Eleitorado “nem-nem”: a chave para abreviar a era dos extremos no Brasil

Uma das características marcantes do fenômeno da polarização no país é o fervor quase religioso que os patrocinados da esquerda e da direita devotam aos seus representantes. Ídolos de cada um desses polos opostos, o ex-presidente Jair Bolsonaro e o atual mandatário, Luiz Inácio Lula da Silva, se parecem com catedrais sólidos, à prova das mais celebradas políticas intempéries. Não importa o que aconteça, seus defensores estão sempre a cargos com argumentos — ou com a falta deles — na obstinada retaguarda de suas posições. O petista, por exemplo, preservou a imensa maioria dos seus fiéis mesmo nos tempos de cárcere em Curitiba, enquanto o capitão ainda se mostra capaz de arrastar pelas ruas, a despeito da derrota nas urnas, das inúmeras armadilhas e dos enroscos com a Justiça . Embora estejam longe daquilo que o país necessita, eles seguem capturando as simpatias de dois terços do eleitorado e, mesmo se não concorrerem ao Palácio do Planalto em 2026, serão forças importantes na disputa.

Enquanto esses adversários monopolizam o cenário e mantêm sua força alimentando a competição entre si, uma faixa nada desprezível do eleitorado, estimada em 30% dos votantes, não comunga hoje dos credos do lulismo nem do bolsonarismo. Trata-se de um contingente mais identificado com o centro, que repudia o radicalismo da direita, assim como o petismo. Essa parcela, importantíssima no universo total de votantes, é capaz de definir uma vitória para um dos dois lados. A propósito, isso ocorreu em 2018, favorecendo Bolsonaro, e também com o triunfo do PT em 2022, a partir do momento em que Lulafez acenos nessa direção, como na escolha do ex-tucano Geraldo Alckmin para servir vice em sua chapa. Em tese, o conjunto de candidatos “nem-nem” seria suficiente também para alavancar uma candidatura de fora dos extremos atuais. Não é de hoje, aliás, que se vislumbra essa possibilidade. Mas o fracasso da “terceira via” nas últimas eleições mostrou que essa, definitivamente, não é uma tarefa fácil. Falta, de fato, um rosto que personifique (de forma carismática) esse grupo.

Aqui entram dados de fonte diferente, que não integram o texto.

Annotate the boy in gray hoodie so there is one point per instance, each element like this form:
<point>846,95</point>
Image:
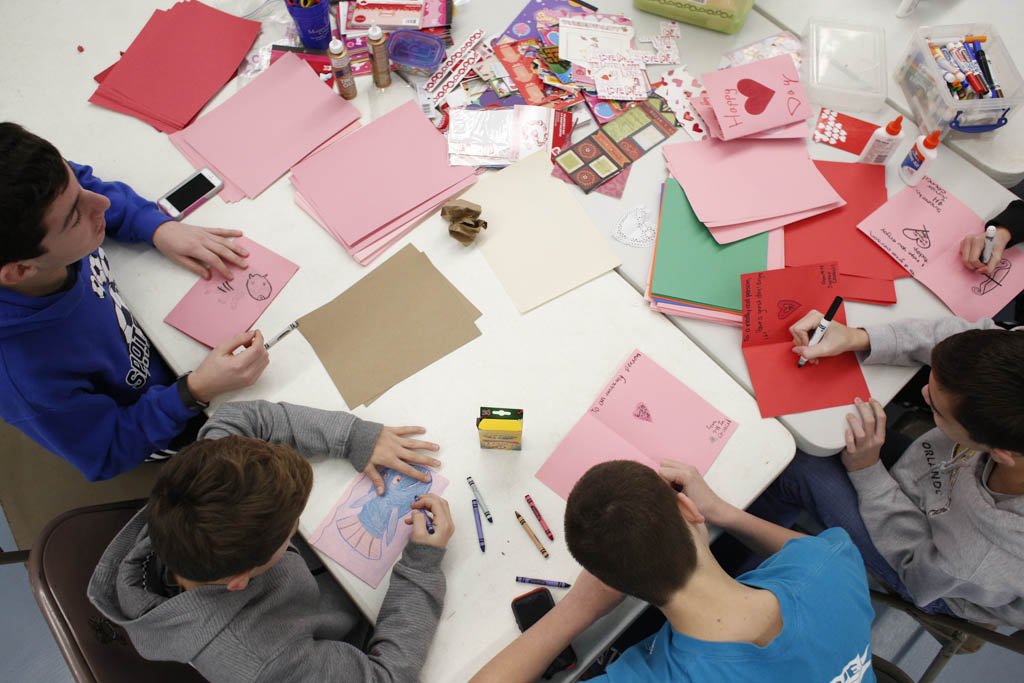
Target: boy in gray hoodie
<point>944,526</point>
<point>206,574</point>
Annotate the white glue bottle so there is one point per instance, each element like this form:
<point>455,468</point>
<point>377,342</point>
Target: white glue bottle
<point>883,142</point>
<point>919,158</point>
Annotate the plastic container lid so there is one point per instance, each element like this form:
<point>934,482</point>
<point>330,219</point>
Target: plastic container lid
<point>846,65</point>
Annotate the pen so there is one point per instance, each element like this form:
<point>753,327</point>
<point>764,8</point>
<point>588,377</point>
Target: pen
<point>479,528</point>
<point>281,336</point>
<point>819,332</point>
<point>537,513</point>
<point>530,534</point>
<point>542,582</point>
<point>476,493</point>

Para além da questão da liderança, há um ponto fundamental e ainda não equacionado pelos políticos de centro no esforço de fisgar aqueles que rejeitam os extremos. Uma pesquisa exclusiva de VEJA, elaborada pelo Instituto Locomotiva, em parceria com a Agência Ideia, ajuda a destrinchar as razões dessa dificuldade. E elas são muito mais complexas do que se imagina. O desafio começa pelo fato de que o “nem-nem” não cabe numa simples caixinha ideológica. Na economia, parte desses consideráveis ​​parece mais identificada com o pensamento clássico da esquerda, defendendo que o governo seja mais intervencionista em assuntos como a taxa de juros. Já no campo de costumes, o mesmo segmento mostra-se majoritariamente contra a legalização do aborto. Conciliar e traduzir bandeiras tão diferentes pode, sem dúvida, catapultar um nome ao olimpo da política nacional. Quem conseguir essa fachada notável, extrapolando a rivalidade Lula-Bolsonaro, credencia-se para abreviar a era dos extremos no Brasil.